Layer 4: production environment parity test
Write a script that verifies specific production constraints are met. Run it in CI:
#!/bin/bash
# validate-docker.sh
IMAGE="myapp:$1"
ERRORS=0
# Check: runs as non-root
USER=$(docker run --rm --entrypoint id "$IMAGE" -u)
if [ "$USER" = "0" ]; then
echo "FAIL: Container runs as root (UID 0)"
ERRORS=$((ERRORS + 1))
else
echo "PASS: Container runs as UID $USER"
fi
# Check: no hardcoded secrets in environment
ENV_VARS=$(docker inspect "$IMAGE" --format '{{range .Config.Env}}{{.}}\n{{end}}')
for secret_keyword in PASSWORD SECRET KEY TOKEN; do
if echo "$ENV_VARS" | grep -qi "^${secret_keyword}=.\+"; then
echo "FAIL: Possible hardcoded secret matching ${secret_keyword} found in image ENV"
ERRORS=$((ERRORS + 1))
fi
done
echo "PASS: No obvious hardcoded secrets in image ENV"
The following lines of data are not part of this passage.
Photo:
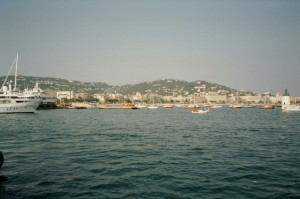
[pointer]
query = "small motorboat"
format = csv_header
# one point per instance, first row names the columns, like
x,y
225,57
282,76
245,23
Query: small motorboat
x,y
201,111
# Check: no .git directory in image
if docker run --rm "$IMAGE" sh -c 'find / -name ".git" -type d 2>/dev/null | grep -q .'; then
echo "FAIL: .git directory found in image"
ERRORS=$((ERRORS + 1))
else
echo "PASS: No .git directory in image"
fi
# Check: no .env files in image
if docker run --rm "$IMAGE" sh -c 'find / -name ".env" 2>/dev/null | grep -q .'; then
echo "FAIL: .env file found in image"
ERRORS=$((ERRORS + 1))
else
echo "PASS: No .env files in image"
fi
# Check: HEALTHCHECK is defined
if docker inspect "$IMAGE" --format '{{.Config.Healthcheck}}' | grep -q '<nil>'; then
echo "WARN: No HEALTHCHECK defined in image"
fi
echo ""
if [ $ERRORS -gt 0 ]; then
echo "Validation failed with $ERRORS error(s)"
exit 1
else
echo "All validation checks passed"
fi
Run this in CI after building the image:
- name: Validate image
run: ./scripts/validate-docker.sh myapp:${{ github.sha }}
Layer 5: load test under container constraints
For services where performance under resource limits matters, run a brief load test against the containerized service:
docker run -d \
--name myapp-load \
--memory=512m \
--cpus=0.5 \
-p 8080:8080 \
myapp:test
sleep 15
# k6, hey, or ab for load testing
# k6 run --vus 10 --duration 30s load-test.js
hey -n 1000 -c 10 http://localhost:8080/api/endpoint
# Check container didn't OOM
if docker inspect myapp-load --format '{{.State.OOMKilled}}' | grep -q true; then
echo "FAIL: Container was OOM killed during load test"
exit 1
fi
docker rm -f myapp-load
hey (github.com/rakyll/hey) is a simple HTTP load generator. k6 (k6.io) is more capable for complex scenarios. Either can tell you quickly whether your service survives its production resource allocation under realistic load.
Integrating into CI
jobs:
build:
runs-on: ubuntu-latest
steps:
- uses: actions/checkout@v4
- name: Build image
run: docker build -t myapp:${{ github.sha }} .
- name: Validate image
run: ./scripts/validate-docker.sh myapp:${{ github.sha }}
- name: Integration test
run: |
docker compose up -d
./scripts/wait-healthy.sh
./scripts/smoke-test.sh
docker compose down -v
- name: Constraint test
run: |
docker run -d --name test \
--read-only --tmpfs /tmp --memory=512m --user 1001 \
-p 8080:8080 myapp:${{ github.sha }}
sleep 15
curl -sf http://localhost:8080/health
docker rm -f test
Each layer catches a different class of problem. Together they close the gap between "works in development" and "fails in production configuration." The investment is one afternoon to write the scripts — the return is production incidents that don't happen.